The nationwide permit may also bolster controversial pilot facilities, such as the proposed Velella Epsilon project off the coast of Sarasota.  

In response to the new rule, members of the Don’t Cage Our Ocean Coalition released the following statements:  

“Industrial finfish facilities harm wild ecosystems, risk coastal economies and threaten local fishermen’s livelihoods. President-elect Biden has already made clear that his administration will be closely scrutinizing all regulations and rulemaking when it comes to this harmful form of seafood production. The Corps’ decision to move forward anyway is both hasty and unwarranted,” said Rosanna Marie Neil, policy counsel for Northwest Atlantic Marine Alliance.

“Congress has authority under the Congressional Review Act to evaluate problematic agency rulemaking. This rush by the U.S. Army Corps to push development of an unwanted new finfish farming industry is appropriate for Congressional review.

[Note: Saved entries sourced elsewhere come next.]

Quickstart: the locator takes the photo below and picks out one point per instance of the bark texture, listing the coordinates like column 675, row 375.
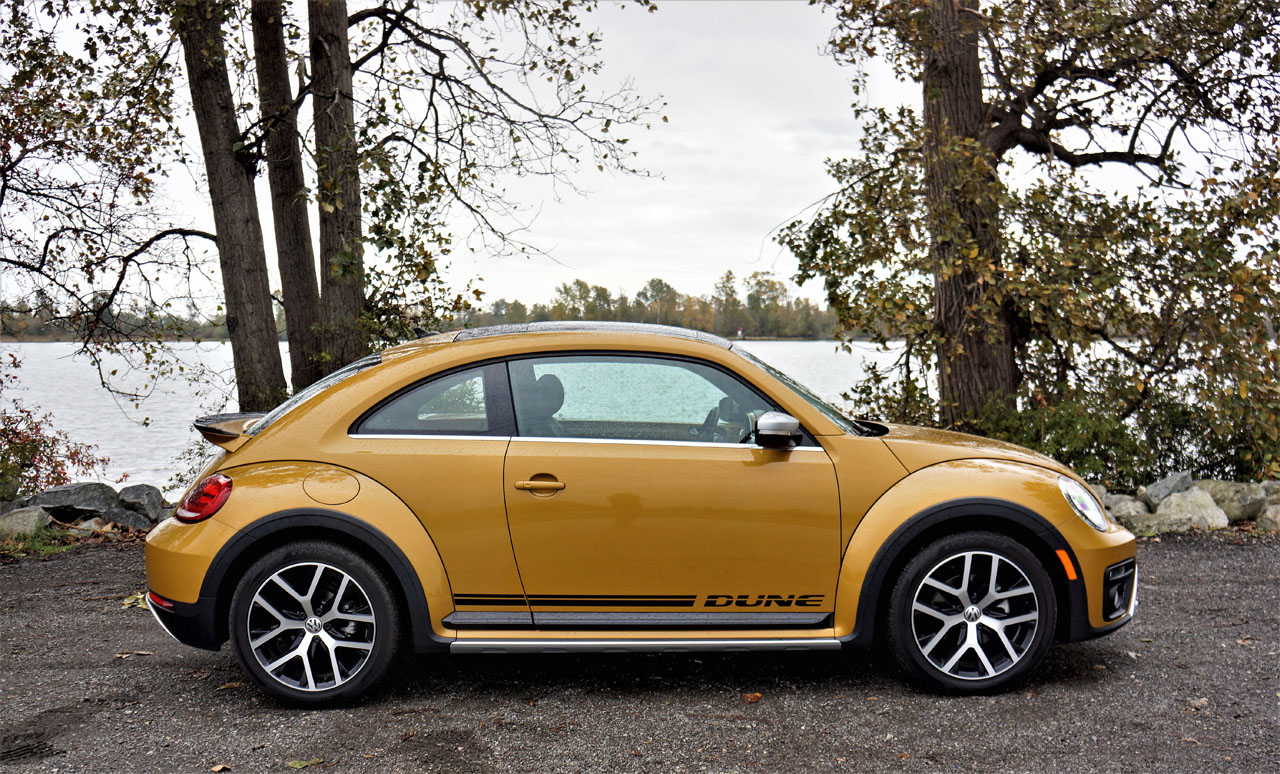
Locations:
column 295, row 255
column 976, row 357
column 342, row 298
column 250, row 321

We urge Congress to take action so that regulations support our existing local fishing communities and seafood production businesses, rather than promoting a new, unnecessary industry to further damage our already struggling marine ecosystems,” said Marianne Cufone, Director of the Recirculating Farms Coalition.

 “We will continue pushing for strong environmental oversight to protect our marine ecosystems from the growing threat of destructive industrial development. The last thing we should be doing is rubber-stamping industrial ocean fish farms. We have already seen in places like Washington, Florida, and California how controversial these facilities are. This new nationwide permitting program will only result in more harm.” said Hallie Templeton, senior oceans campaigner for Friends of the Earth.